The tracemem
function (R needs to be compiled to support it) provides an indication of when copying occurs. Here's what you do
> a <- 1:1000000; tracemem(a)
[1] "<0x7f791b39e010>"
> a[1] = 2
tracemem[0x7f791b39e010 -> 0x7f791a9d4010]:
and indeed there's a copy. But this is because you're coercing a
from an integer vector (1:1000000
creates a sequence of integers) to a numeric vector (because 2
is a numeric value, and R coerces to a common type). If instead you update your integer vector with an integer value, or a numeric vector with a numeric value, there is no copying
> a <- 1:1000000; tracemem(a)
[1] "<0x7f791a4ef010>"
> a[1] = 2L
> a = c(1, 2, 3); tracemem(a)
[1] "<0x5180470>"
> a[1] = 2
>
A little bit further insight comes from understanding at a superficial level how R's memory management works. Each allocation has a NAMED level associated with it. NAMED=0 or 1 indicates that there is at most 1 symbol that refers to it; it is therefore safe to copy in place. NAMED=2 means that there is, or has been, at least 2 symbols pointing to the same location, and that any attempt to update the value requires a duplication to preserve R's illusion of 'copy on change'. The following reveals some of the internal structure of a
, including that it of type INTSXP (integer) with NAM(1) (NAMED level 1) and that it's being TRaced. Hence updating (with an integer!) does not require a copy.

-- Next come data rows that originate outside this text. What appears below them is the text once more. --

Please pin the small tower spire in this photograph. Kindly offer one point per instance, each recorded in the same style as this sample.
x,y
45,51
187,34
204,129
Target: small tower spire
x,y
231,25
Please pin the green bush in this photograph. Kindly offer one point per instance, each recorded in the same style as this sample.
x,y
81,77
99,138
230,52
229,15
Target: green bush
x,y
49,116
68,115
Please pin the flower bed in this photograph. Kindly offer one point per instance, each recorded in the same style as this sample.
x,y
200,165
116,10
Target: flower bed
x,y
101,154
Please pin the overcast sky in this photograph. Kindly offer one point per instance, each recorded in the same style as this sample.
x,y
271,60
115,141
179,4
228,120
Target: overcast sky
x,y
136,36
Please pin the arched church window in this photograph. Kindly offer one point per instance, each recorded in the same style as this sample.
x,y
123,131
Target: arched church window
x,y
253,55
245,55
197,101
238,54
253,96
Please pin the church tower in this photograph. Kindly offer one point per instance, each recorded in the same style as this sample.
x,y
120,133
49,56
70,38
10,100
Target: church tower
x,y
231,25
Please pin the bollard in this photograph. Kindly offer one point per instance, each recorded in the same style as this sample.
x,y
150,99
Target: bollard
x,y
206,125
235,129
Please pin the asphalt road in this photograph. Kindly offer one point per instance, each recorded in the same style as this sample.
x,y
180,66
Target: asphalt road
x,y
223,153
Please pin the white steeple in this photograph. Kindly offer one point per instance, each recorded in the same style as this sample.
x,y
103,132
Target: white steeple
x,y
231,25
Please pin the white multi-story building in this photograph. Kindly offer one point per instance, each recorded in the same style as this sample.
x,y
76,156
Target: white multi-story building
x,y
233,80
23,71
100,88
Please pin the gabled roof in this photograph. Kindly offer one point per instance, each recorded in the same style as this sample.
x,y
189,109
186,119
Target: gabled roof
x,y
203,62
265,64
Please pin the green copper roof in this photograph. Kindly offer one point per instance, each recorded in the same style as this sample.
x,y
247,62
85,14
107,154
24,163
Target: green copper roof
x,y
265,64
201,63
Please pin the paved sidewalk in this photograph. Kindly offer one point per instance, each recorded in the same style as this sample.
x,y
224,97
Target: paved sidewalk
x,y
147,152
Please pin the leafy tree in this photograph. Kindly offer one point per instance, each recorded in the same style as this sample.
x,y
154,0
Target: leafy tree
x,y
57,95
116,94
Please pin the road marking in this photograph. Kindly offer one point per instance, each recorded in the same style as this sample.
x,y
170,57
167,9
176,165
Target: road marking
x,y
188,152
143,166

> a = 1:10; tracemem(a); .Internal(inspect(a))
[1] "<0x5170818>"
@5170818 13 INTSXP g0c4 [NAM(1),TR] (len=10, tl=0) 1,2,3,4,5,...
> a[1] = 2L
>
On the other had, here two symbols refer to the location in memory, hence NAMED is 2 and a copy is required
> a = b = 1:10; tracemem(a); .Internal(inspect(a))
[1] "<0x576d1a0>"
@576d1a0 13 INTSXP g0c4 [NAM(2),TR] (len=10, tl=0) 1,2,3,4,5,...
> a[1] = 2L
tracemem[0x576d1a0 -> 0x576d148]:
It is difficult to reason about NAMED, so at some level these types of games have a level of futility about them.
inspect
returns other information. Each R type is represented internally as an 'SEXP' (S-expression) type. These are enumerate, and the 13th SEXP type is an integer SEXP -- hence 13 INTSXP
. Check out .Internal(inspect(...))
for a numeric vector, character vector, or even function .Internal(inspect(function() {}))
.
R manages memory by periodically running a 'garbage collector' that checks to see if memory is currently referenced; if it is not, then it is reclaimed for use by another symbol. The garbage collector is 'generational', which means that recently allocated memory is checked for reclamation more frequently than older memory (this is because, empirically, variables tend to have a short half-life, e.g., for the duration of a function call, so recently allocated memory is more likely to be available for reclamation than memory that has been in use for a longer time). The g0c4
and similar annotations are providing information about the generation the SEXP belongs to.
The TR
represents a 'bit' set in the SEXP to indicate that the variable is being traced; it was set when we said tracemem(a)
.
Some of these topics are discussed in the documentation of R's internal implementation RShowDoc("R-ints")
and in the C header file Rinternals.h.